A new study is making the blog rounds in a big way. Health Affairs has reported that hospital charges to many uninsured and other “self-pay” patients in 2004 were 2.5 times what most health insurers actually paid and more than three times the hospital’s Medicare-allowable costs. The options for hospitals: lower your mark ups voluntarily, or you will be forced there anyway through litigation or legislation.
This study fits well with the populist narrative on health care — the evil-doers are everywhere! But the fact that individuals pay retail while larger purchasers pay wholesale has been with us since the beginning of time. I’m only surprised it took this long for the researchers to figure it out.
To understand the real meaning of this study and not the implications of its title (“From ‘Soak The Rich’ To ‘Soak The Poor’”) one has to understand the cost shift phenomenon that dominates U.S. health care.
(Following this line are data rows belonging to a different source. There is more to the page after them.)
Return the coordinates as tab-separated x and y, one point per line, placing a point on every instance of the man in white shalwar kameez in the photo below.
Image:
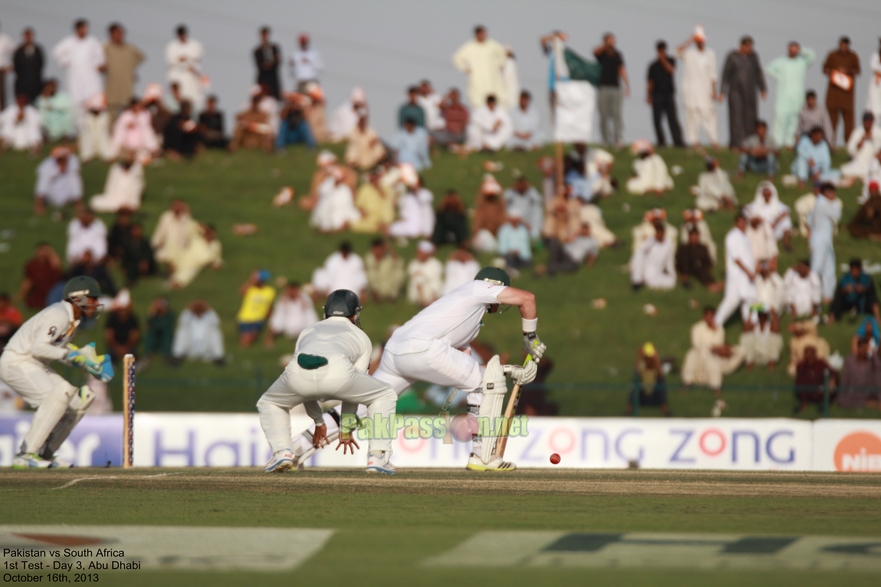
740	273
483	59
82	55
184	58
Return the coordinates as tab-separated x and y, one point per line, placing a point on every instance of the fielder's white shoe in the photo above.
30	461
280	462
379	462
475	463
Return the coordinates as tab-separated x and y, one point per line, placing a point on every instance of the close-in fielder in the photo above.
24	366
330	363
433	347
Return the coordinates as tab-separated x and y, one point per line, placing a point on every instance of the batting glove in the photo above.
533	345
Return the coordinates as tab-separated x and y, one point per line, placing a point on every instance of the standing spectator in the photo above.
41	273
790	74
122	332
306	64
257	297
83	57
122	62
742	78
842	66
411	110
483	60
267	57
699	88
609	94
184	58
58	181
661	95
28	62
292	313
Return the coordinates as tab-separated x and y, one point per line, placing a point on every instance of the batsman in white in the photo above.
433	346
24	366
330	362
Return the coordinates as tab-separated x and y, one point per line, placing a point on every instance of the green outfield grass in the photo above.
588	346
386	530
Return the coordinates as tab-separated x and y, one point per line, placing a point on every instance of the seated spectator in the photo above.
649	383
804	335
58	181
122	331
198	335
137	255
293	128
770	289
455	116
709	358
201	251
867	221
57	112
292	313
410	145
489	215
855	293
523	199
862	145
812	378
376	203
365	149
714	190
860	377
342	270
385	272
425	275
411	110
767	206
335	209
525	135
86	233
134	131
10	319
123	188
461	267
761	340
489	128
210	126
160	330
813	159
650	171
758	153
451	221
514	242
181	134
252	130
173	232
94	136
42	272
693	260
257	297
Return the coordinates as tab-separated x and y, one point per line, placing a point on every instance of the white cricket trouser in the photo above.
701	117
41	388
337	380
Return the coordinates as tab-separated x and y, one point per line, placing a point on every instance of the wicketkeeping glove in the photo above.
533	345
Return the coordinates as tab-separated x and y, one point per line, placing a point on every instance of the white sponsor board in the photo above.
134	548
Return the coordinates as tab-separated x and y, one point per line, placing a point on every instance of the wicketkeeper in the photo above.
24	366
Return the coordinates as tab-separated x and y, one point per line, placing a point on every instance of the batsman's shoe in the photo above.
475	463
29	461
281	461
379	462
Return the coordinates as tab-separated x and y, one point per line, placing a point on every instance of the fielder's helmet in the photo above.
493	275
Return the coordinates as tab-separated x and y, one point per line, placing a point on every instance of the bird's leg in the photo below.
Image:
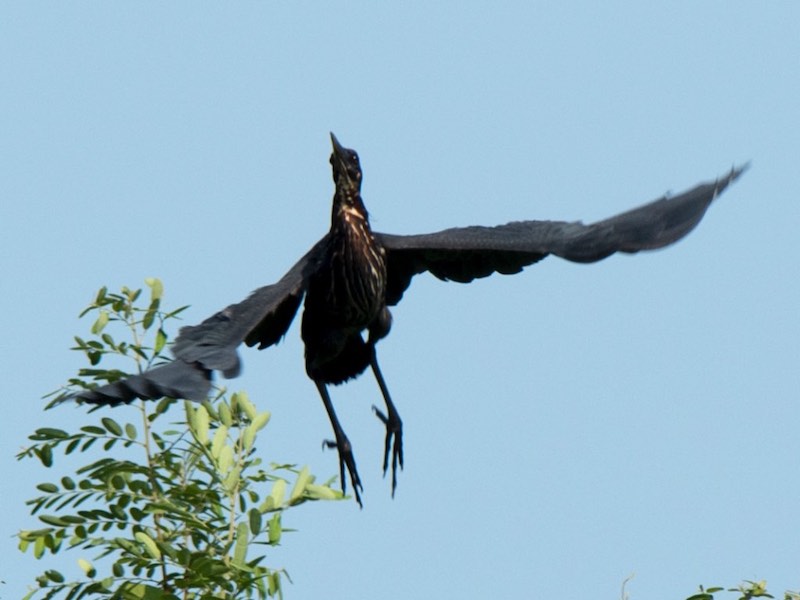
342	445
393	423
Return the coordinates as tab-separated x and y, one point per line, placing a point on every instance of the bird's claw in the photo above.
346	459
394	441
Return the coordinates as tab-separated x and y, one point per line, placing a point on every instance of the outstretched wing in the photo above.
262	318
466	253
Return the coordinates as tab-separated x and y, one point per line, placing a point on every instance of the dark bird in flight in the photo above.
352	275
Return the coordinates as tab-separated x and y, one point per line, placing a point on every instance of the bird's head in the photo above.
347	177
346	168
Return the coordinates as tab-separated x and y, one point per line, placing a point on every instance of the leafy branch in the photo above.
171	510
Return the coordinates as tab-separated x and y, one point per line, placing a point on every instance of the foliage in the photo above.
746	591
168	510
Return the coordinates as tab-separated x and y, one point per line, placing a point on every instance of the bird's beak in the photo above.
338	149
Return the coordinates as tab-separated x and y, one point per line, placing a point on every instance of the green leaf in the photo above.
225	415
240	550
220	436
201	419
275	530
91	429
232	480
45	433
149	317
86	567
278	492
245	404
322	492
39	547
100	323
156	288
254	517
148	543
46	456
161	340
303	479
112	426
54	576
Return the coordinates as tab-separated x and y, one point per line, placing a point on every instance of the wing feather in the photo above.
262	318
466	253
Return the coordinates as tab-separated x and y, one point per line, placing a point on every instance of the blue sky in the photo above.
565	427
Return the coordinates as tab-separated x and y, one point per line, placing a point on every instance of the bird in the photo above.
352	275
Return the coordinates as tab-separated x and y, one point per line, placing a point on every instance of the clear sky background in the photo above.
565	427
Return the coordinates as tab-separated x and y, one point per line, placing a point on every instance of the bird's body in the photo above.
352	275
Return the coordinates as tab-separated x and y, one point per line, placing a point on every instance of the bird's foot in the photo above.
346	459
394	441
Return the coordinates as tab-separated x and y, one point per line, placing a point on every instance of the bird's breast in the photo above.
356	286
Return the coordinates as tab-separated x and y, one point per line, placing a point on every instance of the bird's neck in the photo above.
349	212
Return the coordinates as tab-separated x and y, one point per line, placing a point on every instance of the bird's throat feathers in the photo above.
350	209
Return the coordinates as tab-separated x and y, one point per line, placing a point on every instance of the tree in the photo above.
179	510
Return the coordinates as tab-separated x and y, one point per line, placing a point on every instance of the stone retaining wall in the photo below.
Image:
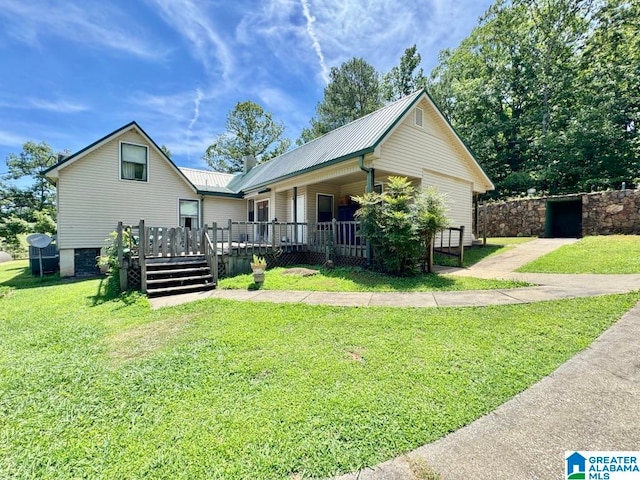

Here’s how Porter and Teisberg describe it in their book, Redefining Healthcare:
“Current health care competition takes the form of cost shifting rather than fundamental cost reduction. All system participants seek to lower their own costs by shifting the burden to other parts of the system. Costs are shifted from payer to patient, from health plan to hospital and vice versa, from hospital to physician, from health plan to subscriber, from employer to employee, from employer to government, from insured to uninsured, from government to private insurers, from states to federal government, and so on. Even patients play the cost-shifting game. They attempt to use political influence to obtain expanded coverage from health plans and greater contributions from government. Passing cost from one player to another like a hot potato creates no net value . . . All this cost shifting does nothing to improve health care at all.”
Catching a glimpse of just one point of this often hidden cost transfer can be deceiving. The truth is we are all culpable in a system in which every player is both a perpetrator and victim in this financial shell game.